If your team resources are limited, begin with the confirmed fraud since labeling such events typically provides the highest value for tuning, especially during the early stages of deployment. As the program matures, expand to include high-confidence suspected fraud, confirmed legitimate outcomes, and broader coverage of deny and challenge decisions.

Measure legitimate friction, not only fraud capture

An effective feedback loop should improve both fraud prevention and customer experience. That means tracking not only what fraud was caught, but also which legitimate users were challenged or denied, whether trusted users are being recognized effectively, and whether investigation teams are reviewing the right cases. Confirmed legitimate labels are especially useful for improving trust recognition and reducing false positives.

Recommended practice

Align on your primary fraud use case, the relevant decision points, and the success metrics before expanding the feedback program.

Example

A financial institution wants to reduce account takeover at login. They define:

  • Primary objective: Reduce account takeover at login
  • Decision point: Login events
  • Success metrics: Fraud capture at login, challenge rate, false positives on legitimate users

Based on this, they prioritize labeling login actions (rather than transactions), focus on confirmed fraud and reviewed challenge/deny outcomes at login, and tune thresholds and challenge recommendations specifically for login flows. This focused approach improves early detection without unnecessarily increasing friction in other parts of the user journey.

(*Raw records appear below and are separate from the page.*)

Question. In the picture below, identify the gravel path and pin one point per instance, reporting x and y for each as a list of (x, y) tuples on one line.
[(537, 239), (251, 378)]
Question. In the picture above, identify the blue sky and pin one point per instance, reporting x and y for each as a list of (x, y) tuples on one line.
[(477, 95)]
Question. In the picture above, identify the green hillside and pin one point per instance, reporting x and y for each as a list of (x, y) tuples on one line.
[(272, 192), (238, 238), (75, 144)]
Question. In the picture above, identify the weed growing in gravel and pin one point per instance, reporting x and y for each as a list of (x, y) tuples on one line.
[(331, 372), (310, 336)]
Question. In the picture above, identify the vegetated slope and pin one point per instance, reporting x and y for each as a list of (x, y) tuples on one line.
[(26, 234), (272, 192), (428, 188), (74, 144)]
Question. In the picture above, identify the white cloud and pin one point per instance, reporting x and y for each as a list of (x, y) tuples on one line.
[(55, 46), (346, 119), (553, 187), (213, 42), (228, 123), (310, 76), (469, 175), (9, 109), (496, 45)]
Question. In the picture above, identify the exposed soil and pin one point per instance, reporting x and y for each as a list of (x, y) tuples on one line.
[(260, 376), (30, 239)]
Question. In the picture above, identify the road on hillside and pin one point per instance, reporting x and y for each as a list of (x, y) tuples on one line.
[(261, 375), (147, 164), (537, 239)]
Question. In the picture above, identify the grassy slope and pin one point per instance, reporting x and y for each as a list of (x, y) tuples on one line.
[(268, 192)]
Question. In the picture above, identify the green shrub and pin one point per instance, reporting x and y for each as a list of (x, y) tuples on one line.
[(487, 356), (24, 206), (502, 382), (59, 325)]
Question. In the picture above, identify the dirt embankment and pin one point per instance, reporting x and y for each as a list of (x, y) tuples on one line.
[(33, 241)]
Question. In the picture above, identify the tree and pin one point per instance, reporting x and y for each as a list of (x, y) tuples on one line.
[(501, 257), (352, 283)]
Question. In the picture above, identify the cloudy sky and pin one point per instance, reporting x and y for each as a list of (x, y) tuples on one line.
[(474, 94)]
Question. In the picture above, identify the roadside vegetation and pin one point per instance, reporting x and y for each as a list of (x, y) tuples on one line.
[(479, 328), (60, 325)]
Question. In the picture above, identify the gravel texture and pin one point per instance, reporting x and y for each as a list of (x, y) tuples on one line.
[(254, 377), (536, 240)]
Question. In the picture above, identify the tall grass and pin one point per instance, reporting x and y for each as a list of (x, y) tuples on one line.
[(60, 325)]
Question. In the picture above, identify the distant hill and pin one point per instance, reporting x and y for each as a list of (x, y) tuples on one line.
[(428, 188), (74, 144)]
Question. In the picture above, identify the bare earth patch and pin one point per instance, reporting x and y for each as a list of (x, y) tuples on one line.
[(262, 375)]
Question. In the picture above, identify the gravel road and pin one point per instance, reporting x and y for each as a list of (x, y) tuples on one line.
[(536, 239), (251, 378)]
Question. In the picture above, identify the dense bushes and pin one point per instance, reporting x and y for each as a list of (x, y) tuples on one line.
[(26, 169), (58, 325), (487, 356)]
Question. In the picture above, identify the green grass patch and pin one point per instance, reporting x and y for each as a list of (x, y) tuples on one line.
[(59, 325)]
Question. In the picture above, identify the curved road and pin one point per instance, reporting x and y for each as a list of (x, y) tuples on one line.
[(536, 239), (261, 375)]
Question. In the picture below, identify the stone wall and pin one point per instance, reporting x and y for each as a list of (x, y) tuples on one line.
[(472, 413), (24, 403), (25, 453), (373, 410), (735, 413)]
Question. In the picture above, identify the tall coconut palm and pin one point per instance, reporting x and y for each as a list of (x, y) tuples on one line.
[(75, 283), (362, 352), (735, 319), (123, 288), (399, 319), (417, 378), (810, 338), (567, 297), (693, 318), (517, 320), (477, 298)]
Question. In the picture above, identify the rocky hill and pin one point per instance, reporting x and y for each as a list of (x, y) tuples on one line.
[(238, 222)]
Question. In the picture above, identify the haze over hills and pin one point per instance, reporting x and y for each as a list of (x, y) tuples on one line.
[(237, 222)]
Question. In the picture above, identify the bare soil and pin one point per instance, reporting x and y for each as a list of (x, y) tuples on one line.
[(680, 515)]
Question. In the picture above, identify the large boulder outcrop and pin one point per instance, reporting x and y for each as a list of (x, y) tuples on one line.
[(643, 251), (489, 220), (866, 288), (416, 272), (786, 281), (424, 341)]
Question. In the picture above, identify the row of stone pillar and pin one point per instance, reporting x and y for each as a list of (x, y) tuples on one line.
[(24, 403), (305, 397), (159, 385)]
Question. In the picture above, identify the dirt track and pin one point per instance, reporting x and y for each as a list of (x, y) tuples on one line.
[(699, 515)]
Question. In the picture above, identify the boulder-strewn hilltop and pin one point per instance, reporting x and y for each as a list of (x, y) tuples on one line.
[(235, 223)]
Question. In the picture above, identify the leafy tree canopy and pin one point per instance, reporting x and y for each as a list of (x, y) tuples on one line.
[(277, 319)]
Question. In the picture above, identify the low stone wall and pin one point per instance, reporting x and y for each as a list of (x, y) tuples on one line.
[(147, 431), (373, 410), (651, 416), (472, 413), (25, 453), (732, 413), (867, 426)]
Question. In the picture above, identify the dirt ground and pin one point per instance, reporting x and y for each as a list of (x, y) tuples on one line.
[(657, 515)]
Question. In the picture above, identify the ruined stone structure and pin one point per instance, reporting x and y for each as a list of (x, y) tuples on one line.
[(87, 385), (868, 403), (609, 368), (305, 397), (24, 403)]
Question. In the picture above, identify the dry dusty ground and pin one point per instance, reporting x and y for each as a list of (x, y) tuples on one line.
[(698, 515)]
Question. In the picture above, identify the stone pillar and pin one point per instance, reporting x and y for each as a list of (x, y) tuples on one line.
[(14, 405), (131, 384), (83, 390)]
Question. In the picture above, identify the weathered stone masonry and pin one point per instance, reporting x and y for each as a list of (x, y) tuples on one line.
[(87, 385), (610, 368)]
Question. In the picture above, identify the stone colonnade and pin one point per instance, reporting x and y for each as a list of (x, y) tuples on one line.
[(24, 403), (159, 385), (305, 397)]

2. Label outcomes as early as possible, once reliable

The earlier high-confidence feedback is provided, the more value it creates. At the same time, labels should only be submitted once there is enough confidence in the outcome.

Examples of reliable confirmation include:

  • Manual investigation results
  • Confirmed chargebacks
  • Verified findings from another fraud or risk system
  • Legitimate cases confidently cleared by investigation
Confirm fraud without requiring realized loss

A fraud outcome can be valid even if no monetary loss occurred—for example, fraud may have been prevented before funds were lost, or abuse may have been confirmed through investigation before a transaction completed. This is especially important in prevention-focused flows such as login, new account opening, verification, and early journey enforcement. Base fraud confirmation on confidence in the conclusion, not only on whether a realized loss occurred.

Validate early denies with alternative evidence

When Fraud Prevention denies an action early on, the fraud may never fully unfold, making direct validation more difficult. In these cases, organizations may need to rely on shadow mode or non-blocking evaluation during early rollout, retrospective analyst review, related downstream evidence, or portfolio-level performance analysis.

Recommended practice

Submit labels as soon as they are reliable enough to support tuning and performance analysis, and use a realistic validation framework for each stage of the user journey.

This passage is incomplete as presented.